Conspiracy involving marine fenders, buoys and pilings provokes action by public and private interests in Texas and Louisiana. Baron & Budd, P.C. attorneys, working with attorneys from Los Angeles-based Glancy Bingow & Goldberg LLC, New York securities law firm Labaton Sucharow LLP, Mobile-based Vickers, Riis, Murray and Curran, L.L.C. and Galveston attorney A. Craig Eiland, have filed suit in federal district court in Los Angeles over a web of conspiracies to fix prices and rig bids on several marine products. The Board of Trustees of the Galveston Wharves, the Board of Commissioners of the Port of New Orleans and OSG Lightering LLC, who all purchased marine products that were the subject of the conspiracies, have sued on behalf all those affected by the schemes.
The interrelated conspiracies, which involved many of the same industry players, concerned three types of marine products: foam-filled fenders and buoys, marine pilings, and marine fenders.
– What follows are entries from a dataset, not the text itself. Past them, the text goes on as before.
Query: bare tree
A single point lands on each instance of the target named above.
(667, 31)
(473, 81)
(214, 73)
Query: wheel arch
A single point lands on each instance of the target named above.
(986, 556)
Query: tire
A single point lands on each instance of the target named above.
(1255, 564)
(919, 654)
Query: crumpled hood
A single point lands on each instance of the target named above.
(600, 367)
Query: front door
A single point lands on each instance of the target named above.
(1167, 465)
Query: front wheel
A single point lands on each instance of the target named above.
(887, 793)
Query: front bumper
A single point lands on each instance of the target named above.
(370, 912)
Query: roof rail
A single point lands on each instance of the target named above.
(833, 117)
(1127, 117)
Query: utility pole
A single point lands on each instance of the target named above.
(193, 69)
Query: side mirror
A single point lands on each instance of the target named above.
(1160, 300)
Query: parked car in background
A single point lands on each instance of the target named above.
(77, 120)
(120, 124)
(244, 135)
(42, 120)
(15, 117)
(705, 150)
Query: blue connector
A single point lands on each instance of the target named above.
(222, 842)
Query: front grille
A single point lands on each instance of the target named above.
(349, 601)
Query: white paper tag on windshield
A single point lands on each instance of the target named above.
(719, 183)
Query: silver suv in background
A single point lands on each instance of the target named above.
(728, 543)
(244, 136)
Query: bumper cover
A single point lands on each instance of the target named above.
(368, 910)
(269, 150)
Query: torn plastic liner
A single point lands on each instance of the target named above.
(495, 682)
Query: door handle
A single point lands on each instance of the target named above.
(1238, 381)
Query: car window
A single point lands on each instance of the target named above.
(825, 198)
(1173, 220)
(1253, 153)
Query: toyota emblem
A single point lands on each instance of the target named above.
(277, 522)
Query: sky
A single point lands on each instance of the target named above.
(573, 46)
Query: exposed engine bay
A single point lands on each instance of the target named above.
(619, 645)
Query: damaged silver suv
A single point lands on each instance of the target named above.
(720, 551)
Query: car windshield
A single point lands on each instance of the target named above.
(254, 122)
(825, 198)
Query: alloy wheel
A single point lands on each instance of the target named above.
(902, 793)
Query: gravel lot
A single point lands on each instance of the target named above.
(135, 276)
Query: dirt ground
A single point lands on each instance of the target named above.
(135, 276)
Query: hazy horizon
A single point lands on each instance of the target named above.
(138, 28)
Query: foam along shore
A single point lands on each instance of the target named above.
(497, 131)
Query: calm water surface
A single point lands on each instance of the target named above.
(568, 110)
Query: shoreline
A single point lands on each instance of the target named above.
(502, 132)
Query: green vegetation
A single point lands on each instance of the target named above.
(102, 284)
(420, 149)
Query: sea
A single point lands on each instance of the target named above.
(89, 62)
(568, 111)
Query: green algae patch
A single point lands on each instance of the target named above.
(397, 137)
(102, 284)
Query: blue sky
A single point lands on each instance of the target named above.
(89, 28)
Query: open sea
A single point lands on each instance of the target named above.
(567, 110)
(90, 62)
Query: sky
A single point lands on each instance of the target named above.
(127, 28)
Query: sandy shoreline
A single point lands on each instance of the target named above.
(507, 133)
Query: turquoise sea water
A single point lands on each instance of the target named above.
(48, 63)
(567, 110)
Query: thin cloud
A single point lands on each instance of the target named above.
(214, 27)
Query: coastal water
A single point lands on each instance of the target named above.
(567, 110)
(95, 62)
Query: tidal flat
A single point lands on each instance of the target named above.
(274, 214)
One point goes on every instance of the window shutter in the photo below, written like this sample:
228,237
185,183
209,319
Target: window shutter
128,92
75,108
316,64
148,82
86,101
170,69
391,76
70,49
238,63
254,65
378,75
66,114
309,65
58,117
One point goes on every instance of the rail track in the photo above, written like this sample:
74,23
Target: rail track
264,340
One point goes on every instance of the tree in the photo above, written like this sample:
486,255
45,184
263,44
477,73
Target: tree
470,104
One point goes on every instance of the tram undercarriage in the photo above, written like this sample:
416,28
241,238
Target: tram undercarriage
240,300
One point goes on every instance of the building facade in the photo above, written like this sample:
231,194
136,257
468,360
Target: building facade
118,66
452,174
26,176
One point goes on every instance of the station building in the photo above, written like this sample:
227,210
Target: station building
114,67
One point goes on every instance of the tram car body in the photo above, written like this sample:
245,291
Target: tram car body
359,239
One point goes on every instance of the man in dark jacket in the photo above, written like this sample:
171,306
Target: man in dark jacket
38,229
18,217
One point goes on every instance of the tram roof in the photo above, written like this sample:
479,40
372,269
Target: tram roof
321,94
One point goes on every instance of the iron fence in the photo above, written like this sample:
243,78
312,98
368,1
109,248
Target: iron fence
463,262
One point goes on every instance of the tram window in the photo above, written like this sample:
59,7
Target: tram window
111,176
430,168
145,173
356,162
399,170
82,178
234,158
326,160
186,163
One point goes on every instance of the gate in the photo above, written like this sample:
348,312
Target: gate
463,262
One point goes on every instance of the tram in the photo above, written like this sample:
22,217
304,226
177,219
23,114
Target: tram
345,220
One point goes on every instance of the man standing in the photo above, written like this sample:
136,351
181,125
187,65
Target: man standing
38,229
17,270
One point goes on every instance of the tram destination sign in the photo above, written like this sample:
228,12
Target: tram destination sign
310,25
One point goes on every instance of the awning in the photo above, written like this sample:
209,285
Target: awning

Because of the defendants' unlawful actions, consumers of these products, including many public entities, were charged inflated prices.
"The City of New Orleans has had so many challenges and obstacles," said Burton LeBlanc, Baron & Budd shareholder and Louisiana native. "I'm proud to represent the port's commissioners in standing up to the companies that have conspired to cheat New Orleans and so many other U.S. cities."
Some co-conspirators have already pleaded guilty in an antitrust suit brought against them by the Department of Justice. A pending whistleblower lawsuit has attracted the attention and participation of the Department of Justice, as well as States of California and Florida. The qui tam, or whistleblower, lawsuit was filed in 2005 but only became public in February 2010 after it was partially unsealed by Judge George H. Wu, a federal district judge in California.